There exists a mentality, even among some who should know better, like the respected popular historian Rabbi Berel Wein, that any one of us can, and even should, second-guess the attitudes and decisions of Torah luminaries of the past.
In that thinking, for instance, the opposition of many Gedolim in the 1930s and 1940s to the establishment of a Jewish state was a regrettable mistake. After all, the cavalier thinking goes, a state was in the end established, and in many ways it flourishes; so the Gedolim who opposed it must have been wrong. And we should acknowledge their error and impress it upon our children with a nationalistic commemoration of the day on which Israel declared her independence.
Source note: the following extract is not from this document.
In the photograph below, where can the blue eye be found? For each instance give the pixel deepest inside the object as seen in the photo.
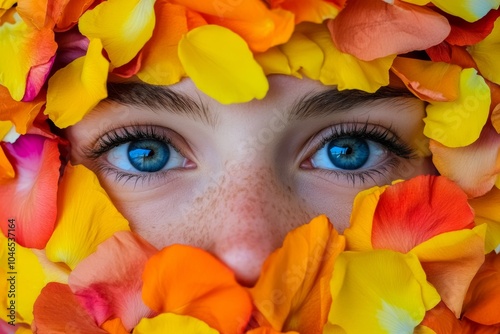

None of us, however, can possibly know what the world would be like today had Israel not come into being. What would have happened to the European survivors of the Holocaust who moved to Israel? Would they have languished in the ruins of Europe and eventually disappeared instead? Rebuilt their communities? Emigrated to the West? Would Eretz Yisrael have remained a British mandate, become a part of Jordan, morphed into a new Arab state? Would Jews have been barred from their homeland, tolerated by those overseeing it, or perhaps welcomed by them to live there in peace? Would there have been more Jewish casualties than the tens of thousands killed in wars and terrorist attacks since Israel’s inception, or fewer? Is the physical danger today to the millions of Jews in their homeland lesser or greater?
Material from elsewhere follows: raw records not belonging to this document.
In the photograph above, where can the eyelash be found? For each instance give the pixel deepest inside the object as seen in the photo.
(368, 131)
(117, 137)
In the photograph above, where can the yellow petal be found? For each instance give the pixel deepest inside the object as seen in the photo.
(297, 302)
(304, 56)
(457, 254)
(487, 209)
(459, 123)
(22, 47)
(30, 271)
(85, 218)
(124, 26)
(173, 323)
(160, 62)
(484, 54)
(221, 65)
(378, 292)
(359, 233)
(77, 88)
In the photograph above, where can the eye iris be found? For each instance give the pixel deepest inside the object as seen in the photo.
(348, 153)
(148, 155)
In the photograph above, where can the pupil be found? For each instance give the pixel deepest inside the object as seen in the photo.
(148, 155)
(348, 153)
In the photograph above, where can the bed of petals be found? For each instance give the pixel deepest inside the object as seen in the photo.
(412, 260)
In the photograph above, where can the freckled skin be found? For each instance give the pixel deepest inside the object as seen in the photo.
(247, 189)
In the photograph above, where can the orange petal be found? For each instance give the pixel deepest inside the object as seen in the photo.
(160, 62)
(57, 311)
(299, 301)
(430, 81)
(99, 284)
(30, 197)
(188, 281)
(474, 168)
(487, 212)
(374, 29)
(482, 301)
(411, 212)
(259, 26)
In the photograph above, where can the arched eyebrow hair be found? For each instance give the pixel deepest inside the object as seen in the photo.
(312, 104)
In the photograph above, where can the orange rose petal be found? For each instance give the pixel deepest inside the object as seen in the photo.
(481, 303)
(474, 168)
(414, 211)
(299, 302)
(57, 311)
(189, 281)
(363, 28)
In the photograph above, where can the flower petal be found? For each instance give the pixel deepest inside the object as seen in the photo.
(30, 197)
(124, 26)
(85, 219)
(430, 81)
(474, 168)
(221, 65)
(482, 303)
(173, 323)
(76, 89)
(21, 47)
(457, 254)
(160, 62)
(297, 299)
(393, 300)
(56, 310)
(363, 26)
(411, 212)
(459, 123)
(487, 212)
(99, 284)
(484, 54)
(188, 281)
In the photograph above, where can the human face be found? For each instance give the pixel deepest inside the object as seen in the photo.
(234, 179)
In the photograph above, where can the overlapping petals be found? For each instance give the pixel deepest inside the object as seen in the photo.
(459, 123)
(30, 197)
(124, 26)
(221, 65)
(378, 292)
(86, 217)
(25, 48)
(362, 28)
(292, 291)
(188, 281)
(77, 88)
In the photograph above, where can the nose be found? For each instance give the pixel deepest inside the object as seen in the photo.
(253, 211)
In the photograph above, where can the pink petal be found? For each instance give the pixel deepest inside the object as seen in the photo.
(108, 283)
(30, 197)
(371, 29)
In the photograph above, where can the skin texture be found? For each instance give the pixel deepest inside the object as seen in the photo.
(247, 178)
Would the widespread anti-Semitism that masquerades as anti-Zionism have asserted itself just as strongly as now? (A recent ADL survey revealed that Jews are hated by 87% to 93% of the populaces of North Africa and Middle East, and that the most widely held stereotype about Jews is that they “are more loyal to Israel” than their own countries.) Or would Jew-hatred have been undermined or attenuated by the lack of a sufficiently “sanitized” mask?
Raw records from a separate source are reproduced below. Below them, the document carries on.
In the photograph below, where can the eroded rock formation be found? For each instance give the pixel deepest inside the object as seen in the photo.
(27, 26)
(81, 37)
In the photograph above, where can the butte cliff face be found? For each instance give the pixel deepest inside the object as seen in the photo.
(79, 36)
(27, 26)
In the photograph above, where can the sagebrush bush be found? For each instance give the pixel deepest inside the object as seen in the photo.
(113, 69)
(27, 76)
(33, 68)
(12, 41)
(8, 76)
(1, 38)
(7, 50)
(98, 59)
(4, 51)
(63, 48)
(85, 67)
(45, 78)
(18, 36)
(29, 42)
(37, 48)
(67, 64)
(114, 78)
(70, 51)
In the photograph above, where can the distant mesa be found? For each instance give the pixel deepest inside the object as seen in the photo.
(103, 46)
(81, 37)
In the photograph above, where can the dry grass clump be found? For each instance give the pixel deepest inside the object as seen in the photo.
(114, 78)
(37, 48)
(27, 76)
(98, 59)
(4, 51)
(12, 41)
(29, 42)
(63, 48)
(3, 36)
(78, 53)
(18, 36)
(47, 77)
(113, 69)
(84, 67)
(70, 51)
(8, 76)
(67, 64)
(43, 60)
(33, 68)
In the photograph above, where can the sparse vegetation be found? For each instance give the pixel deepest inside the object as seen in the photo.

I don’t know the answer to any of those questions, of course. Neither, though, just as obviously, does anyone else, no matter how wise he may be or conversant with the facts of history. For we are dealing here not with history but with retroactive prophecy. And that’s something no one alive possesses.
Yet some people, understandably uncomfortable with even theoretically imagining an Israel-less world, sermonize as if they do know the unknowable, as if the very fact that a state of Israel exists means that those who opposed its establishment were misguided.
Please don’t misunderstand. Every sane and sensitive Jew today supports Israel’s security needs, and appreciates the fact that we can freely live in or visit our homeland; and that the state and its armed forces seek to protect all within the country’s borders.
And more.
We are makir tov for the good that previous governments in Israel have in fact provided Klal Yisrael, the support it has given its religious communities, yeshivos, Bais Yaakovs and mosdos chessed.
None of that, though, need come along with an abandonment of respect for great leaders of Klal Yisrael who felt that a different path to Jewish recovery from the Holocaust would have been wiser. Many of those leaders, of course, once Israel became a reality, “recalculated,” as our GPSs do at times, and accepted the state, even counseled participation in its political process. But they were adjusting to developments, not recanting their judgments, which were based on their perception that a secular state would, at one point or another, seek to adversely affect its religious citizens. A perception, it should be noted, that has been borne out by numerous policies and actions, from yaldei Teiman and yaldei Teheran to the agenda of the Lapids, père et fils.
The Gedolim who lived during the Holocaust, too, have been subjected to retroactive prophets’ harsh judgment. Those who counseled Jews to remain in Europe, in the hope that political and military developments would take a different turn than they tragically did are blithely second-guessed. Here, too, none of us can know with surety the “what-ifs?” or even the “whys?”
Not to mention that Gedolim are wise men, not prophets. Their guidance in each generation, which the Torah itself admonishes us to heed, does not assure us of any particular outcome. It is based, though, on their sublime connection to Torah, and thus must be of paramount importance to us. It’s odd how few would think of disparaging an expert doctor or lawyer whose best advice, following the prescribed protocol, led to a place the patient or client didn’t envision. Even if the outcome was unhappy, one would say, the advisors did their job. When it comes to Gedolim, though, some wax judgmental and condescending.
And it’s not an armchair issue. There are implications to disparaging the decisions of the true Jewish leaders of the past. It sets the stage for what, in our contemporary self-centered, blog-sodden and audaciously opinionated world, recalls the true prophet’s phrase “each man acting according to what is right in his own eyes.”
And the prophet is not lauding that state of affairs.